Myosin motors regulate cell shape during division

By Natalya Ortolano

Colorful 3D illustration of a cell undergoing cell division. The outside of the progeny cells is bright orange/red. Green filaments spread out from each pole toward the center. The cell is getting pinched around the center; the area between the cells is blue. The background is black.
Myosin motors and long actin filaments accumulate at the center of dividing cells to constrict the membrane.

When a bouncy ball deforms under the weight of your body, its rubber membrane stretches and contracts. Likewise, the membrane of a cell doubling itself prior to division must accommodate changes in intracellular pressure — or explode.

Protein complexes known as myosin motors play a central role in the process through their effect on the cortex, a specialized layer of proteins on the cell’s inner-facing membrane. Myosin motors and long filaments composed of the protein actin accumulate at the center of the cell and constrict the membrane. Intracellular pressure builds as the membrane pinches off into two distinct cells. To relieve that intracellular pressure, a membrane deformation known as a bleb forms at the polar ends of the cell.

In a study recently published in Cell Reports, a team of researchers led by Nilay Taneja, a graduate student in the lab of Dylan Burnette, assistant professor of cell and developmental biology, determined that during cell division, two distinct myosin motors — myosin-IIA and myosin-IIB — mediate cortex tension and bleb formation at the cell cortex.

Previous studies implicated MIIA, and not MIIB, in bleb formation during division. However, using human cells in a dish, Taneja’s team determined that both MIIA and MIIB affect bleb formation at the polar ends of the cell. MIIA-depleted cells exhibited decreased tension, while MIIB-depleted cells had increased tension. When the scientists manipulated intracellular pressure, cells with reduced levels of MIIA blebbed less, while cells with lower MIIB levels produced a greater number of larger blebs. Depletion of both myosin motors yielded a single cell with two nuclei instead of the expected two daughter cells.

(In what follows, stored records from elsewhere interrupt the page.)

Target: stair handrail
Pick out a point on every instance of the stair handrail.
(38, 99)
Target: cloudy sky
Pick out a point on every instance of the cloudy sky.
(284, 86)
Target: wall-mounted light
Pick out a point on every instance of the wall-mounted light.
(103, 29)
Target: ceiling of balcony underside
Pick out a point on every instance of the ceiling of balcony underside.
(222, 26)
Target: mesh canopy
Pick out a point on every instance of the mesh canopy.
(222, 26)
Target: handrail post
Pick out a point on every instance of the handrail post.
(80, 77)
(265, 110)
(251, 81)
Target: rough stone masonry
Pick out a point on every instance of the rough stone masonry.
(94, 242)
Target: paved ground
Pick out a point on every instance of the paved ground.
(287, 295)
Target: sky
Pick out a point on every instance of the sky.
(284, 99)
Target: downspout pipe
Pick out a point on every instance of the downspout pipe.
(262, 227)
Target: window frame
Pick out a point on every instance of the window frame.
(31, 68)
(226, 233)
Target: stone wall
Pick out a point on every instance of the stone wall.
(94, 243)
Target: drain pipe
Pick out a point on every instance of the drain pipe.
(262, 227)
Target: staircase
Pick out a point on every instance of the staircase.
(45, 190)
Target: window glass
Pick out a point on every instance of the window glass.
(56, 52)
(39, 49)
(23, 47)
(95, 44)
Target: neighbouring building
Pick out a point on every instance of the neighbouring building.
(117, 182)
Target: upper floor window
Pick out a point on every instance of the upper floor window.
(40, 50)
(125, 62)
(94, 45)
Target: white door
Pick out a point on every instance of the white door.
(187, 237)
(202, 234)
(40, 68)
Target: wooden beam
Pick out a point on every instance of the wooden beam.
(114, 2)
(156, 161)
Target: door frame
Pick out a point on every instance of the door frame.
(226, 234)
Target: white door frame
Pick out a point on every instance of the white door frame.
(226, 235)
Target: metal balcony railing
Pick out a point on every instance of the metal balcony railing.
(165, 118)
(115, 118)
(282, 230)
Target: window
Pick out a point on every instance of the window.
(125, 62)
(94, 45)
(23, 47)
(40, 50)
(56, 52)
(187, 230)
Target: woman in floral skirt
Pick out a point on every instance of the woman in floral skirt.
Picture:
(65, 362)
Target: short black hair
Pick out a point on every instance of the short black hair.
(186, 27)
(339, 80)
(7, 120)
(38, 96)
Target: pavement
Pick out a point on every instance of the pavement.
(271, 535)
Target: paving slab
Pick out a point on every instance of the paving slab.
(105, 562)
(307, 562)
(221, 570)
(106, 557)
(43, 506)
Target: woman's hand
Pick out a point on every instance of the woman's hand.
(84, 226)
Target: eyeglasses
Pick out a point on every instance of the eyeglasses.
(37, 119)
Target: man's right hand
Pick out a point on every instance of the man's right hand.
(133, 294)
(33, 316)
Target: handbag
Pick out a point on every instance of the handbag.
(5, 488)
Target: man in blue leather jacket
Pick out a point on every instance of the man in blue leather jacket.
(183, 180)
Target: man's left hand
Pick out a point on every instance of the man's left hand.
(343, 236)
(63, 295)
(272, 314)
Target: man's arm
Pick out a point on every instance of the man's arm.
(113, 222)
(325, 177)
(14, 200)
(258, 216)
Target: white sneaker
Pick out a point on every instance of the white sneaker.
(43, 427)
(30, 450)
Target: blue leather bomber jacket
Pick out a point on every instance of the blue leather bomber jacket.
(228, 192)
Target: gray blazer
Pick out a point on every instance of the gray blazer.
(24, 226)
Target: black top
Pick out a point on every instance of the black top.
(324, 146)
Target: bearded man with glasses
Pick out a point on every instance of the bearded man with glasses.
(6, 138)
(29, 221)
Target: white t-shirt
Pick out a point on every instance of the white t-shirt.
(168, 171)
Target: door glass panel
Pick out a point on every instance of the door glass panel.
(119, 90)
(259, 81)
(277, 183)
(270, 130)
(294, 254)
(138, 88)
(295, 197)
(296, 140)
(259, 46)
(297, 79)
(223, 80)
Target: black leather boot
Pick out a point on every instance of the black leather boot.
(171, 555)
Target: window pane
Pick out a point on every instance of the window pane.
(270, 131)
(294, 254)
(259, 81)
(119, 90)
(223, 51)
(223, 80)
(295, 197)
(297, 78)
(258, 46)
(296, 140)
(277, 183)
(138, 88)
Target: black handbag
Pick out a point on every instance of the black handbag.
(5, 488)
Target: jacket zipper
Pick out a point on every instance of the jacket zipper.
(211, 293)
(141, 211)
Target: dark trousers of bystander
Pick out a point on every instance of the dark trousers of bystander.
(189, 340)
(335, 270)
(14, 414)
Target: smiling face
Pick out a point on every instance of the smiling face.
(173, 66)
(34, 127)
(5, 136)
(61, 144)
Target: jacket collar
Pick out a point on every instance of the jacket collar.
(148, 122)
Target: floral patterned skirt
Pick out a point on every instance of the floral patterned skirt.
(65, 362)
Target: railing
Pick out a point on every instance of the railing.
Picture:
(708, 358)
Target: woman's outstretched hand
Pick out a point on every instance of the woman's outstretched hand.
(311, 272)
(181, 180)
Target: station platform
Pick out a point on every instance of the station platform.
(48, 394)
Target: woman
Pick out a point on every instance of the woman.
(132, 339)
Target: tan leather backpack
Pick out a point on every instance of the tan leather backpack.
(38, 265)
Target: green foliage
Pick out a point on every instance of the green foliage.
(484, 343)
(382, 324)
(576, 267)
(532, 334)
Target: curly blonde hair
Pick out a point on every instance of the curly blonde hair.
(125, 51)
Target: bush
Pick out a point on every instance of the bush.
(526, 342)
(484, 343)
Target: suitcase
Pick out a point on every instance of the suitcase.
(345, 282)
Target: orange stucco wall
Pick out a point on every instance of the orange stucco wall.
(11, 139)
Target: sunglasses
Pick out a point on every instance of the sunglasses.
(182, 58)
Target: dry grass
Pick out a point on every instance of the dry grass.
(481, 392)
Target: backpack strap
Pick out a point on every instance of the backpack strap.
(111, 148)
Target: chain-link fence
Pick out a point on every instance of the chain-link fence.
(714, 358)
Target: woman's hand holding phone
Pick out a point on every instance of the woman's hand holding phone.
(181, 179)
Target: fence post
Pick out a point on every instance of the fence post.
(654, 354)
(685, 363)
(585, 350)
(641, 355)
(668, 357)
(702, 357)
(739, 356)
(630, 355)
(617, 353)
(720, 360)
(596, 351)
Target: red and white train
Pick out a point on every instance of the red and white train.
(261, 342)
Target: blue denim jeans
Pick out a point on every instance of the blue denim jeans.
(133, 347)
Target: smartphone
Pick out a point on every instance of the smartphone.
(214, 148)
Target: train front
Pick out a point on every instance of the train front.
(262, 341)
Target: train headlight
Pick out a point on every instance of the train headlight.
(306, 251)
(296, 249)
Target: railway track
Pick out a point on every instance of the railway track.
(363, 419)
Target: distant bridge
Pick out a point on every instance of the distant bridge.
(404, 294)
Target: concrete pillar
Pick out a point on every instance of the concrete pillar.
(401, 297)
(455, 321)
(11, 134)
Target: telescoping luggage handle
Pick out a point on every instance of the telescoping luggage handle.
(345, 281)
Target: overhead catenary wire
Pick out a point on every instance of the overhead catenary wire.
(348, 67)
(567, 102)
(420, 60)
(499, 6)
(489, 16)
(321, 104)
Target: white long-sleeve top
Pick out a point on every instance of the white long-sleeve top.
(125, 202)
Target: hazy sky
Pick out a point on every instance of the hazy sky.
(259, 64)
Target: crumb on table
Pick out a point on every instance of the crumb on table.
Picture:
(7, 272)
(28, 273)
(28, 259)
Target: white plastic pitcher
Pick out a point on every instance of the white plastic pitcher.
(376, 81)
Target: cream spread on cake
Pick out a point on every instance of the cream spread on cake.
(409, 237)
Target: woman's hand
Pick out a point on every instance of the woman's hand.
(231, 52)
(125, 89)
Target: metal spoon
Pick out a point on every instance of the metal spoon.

The authors conclude that both MIIA and MIIB contribute to blebbing and normal cell division and regulate the process in different ways. Other model organisms such as worms and flies contain only one type of MII, which implies that MIIA and MIIB diverged later in evolution, yet upstream regulation of MII is conserved from flies to mammals. The authors comment that future studies may reveal how MII regulates cortex tension in these cells. Further understanding of MII regulation and function in these organisms may provide insight into why mammalian cell division requires both MIIA and MIIB.

 

This research was funded by the National Institute of General Medical Sciences and the American Heart Association.